Es sind gewiss nicht allein die hohen kirchlichen Ämter, die Ratzingers Autorität begründen. Wenn er scheinbar unbewegt seine leise und helle Stimme erhebt, können sich auch kritisch distanzierte Geister dem Zauber dieser Persönlichkeit und der Macht seines Wortes kaum entziehen. Das muss man einmal erlebt haben – etwa vor einigen Jahren im unterkühlten Hamburg oder vor einigen Monaten in München mit Jürgen Habermas, wie er die vertrockneten intellektuellen Gemüter in Bewegung versetzt.

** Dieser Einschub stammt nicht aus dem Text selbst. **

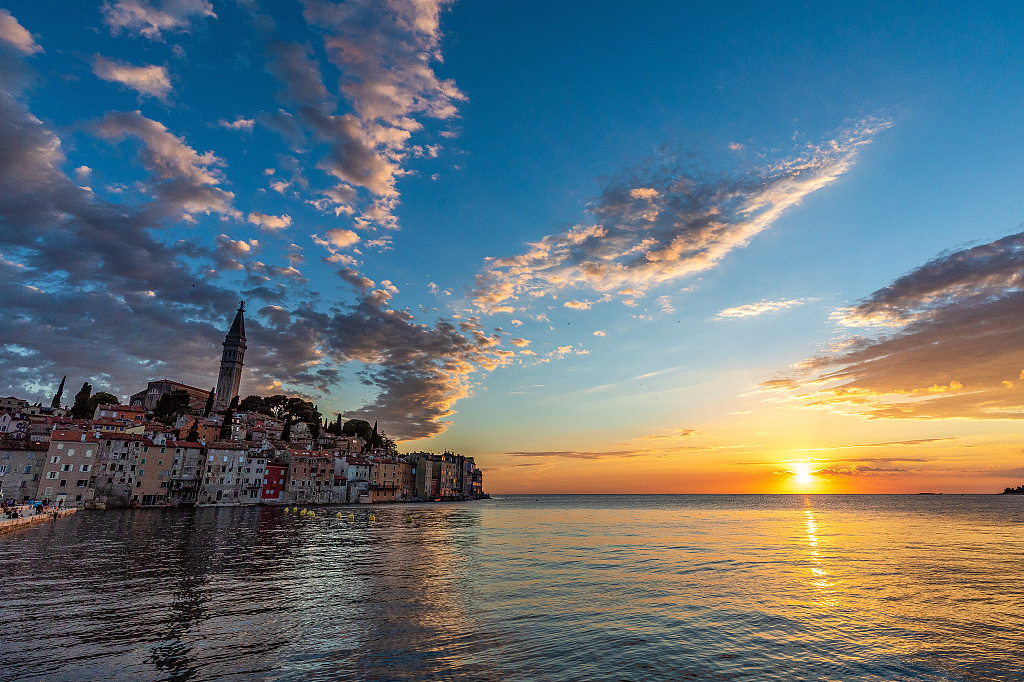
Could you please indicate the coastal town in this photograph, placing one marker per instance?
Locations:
(175, 444)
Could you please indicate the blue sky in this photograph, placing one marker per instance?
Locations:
(598, 233)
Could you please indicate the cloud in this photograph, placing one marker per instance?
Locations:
(151, 80)
(383, 50)
(752, 309)
(240, 123)
(949, 346)
(140, 17)
(338, 238)
(578, 455)
(135, 303)
(13, 34)
(662, 222)
(184, 182)
(270, 223)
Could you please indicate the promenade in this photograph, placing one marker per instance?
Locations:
(8, 524)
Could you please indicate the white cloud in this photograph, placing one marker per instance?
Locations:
(240, 123)
(270, 223)
(140, 17)
(664, 222)
(752, 309)
(15, 35)
(150, 80)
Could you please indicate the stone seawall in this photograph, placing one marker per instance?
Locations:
(8, 524)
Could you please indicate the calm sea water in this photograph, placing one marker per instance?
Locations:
(525, 588)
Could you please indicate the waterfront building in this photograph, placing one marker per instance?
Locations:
(386, 479)
(153, 474)
(356, 478)
(135, 414)
(254, 471)
(222, 476)
(20, 465)
(147, 397)
(274, 481)
(310, 477)
(68, 474)
(186, 472)
(230, 361)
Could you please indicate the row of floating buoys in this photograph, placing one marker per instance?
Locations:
(351, 516)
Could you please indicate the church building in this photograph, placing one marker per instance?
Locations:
(230, 361)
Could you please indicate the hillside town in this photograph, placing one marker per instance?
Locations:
(175, 444)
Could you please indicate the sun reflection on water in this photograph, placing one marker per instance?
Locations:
(820, 578)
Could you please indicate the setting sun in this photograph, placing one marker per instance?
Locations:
(802, 473)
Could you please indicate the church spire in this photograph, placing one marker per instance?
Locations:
(230, 361)
(239, 326)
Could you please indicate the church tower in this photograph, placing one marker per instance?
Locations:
(230, 361)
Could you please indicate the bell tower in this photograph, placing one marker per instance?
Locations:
(230, 361)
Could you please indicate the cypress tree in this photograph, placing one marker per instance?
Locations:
(81, 408)
(193, 435)
(286, 433)
(209, 402)
(55, 402)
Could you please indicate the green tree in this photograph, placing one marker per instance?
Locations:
(81, 408)
(55, 402)
(99, 398)
(358, 427)
(286, 432)
(171, 406)
(252, 403)
(193, 435)
(209, 401)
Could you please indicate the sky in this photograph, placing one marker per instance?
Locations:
(651, 247)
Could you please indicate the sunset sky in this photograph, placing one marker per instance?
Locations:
(603, 247)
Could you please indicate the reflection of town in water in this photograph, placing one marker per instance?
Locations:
(559, 588)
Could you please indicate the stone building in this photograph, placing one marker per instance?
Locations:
(20, 465)
(230, 361)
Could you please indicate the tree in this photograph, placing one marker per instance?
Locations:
(81, 408)
(252, 403)
(55, 402)
(171, 406)
(102, 397)
(286, 432)
(209, 401)
(358, 427)
(193, 435)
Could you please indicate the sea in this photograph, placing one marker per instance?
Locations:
(524, 588)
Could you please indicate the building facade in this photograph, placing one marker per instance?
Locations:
(230, 361)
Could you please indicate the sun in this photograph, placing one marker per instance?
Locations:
(802, 473)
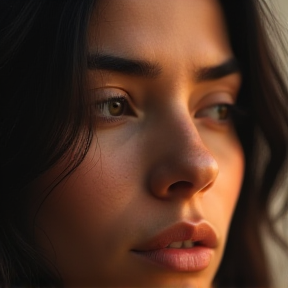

Wie er die mystisch erlebte und vernünftig durchdachte Wirklichkeit des Glaubens mit den geistigen und moralischen Problemen der Gegenwart verbindet. Wie er dabei aber auch die Geister unterscheidet.

Der Name des neuen Papstes lässt auf ein gutes Omen für Dialog und Frieden schliessen, auf eine benediktinische Friedensmission, mit der Benedikt XVI. wohl auch die kirchliche Soziallehre imprägnieren wird. Mit einem konservativen Reformer auf die Suche nach den verschütteten Schätzen des Glaubens zu gehen und diese neu mit der Vernunft zu vermitteln, dürfte zu einem Abenteuer ganz besonderer, überkonfessioneller und kulturübergreifender Art werden.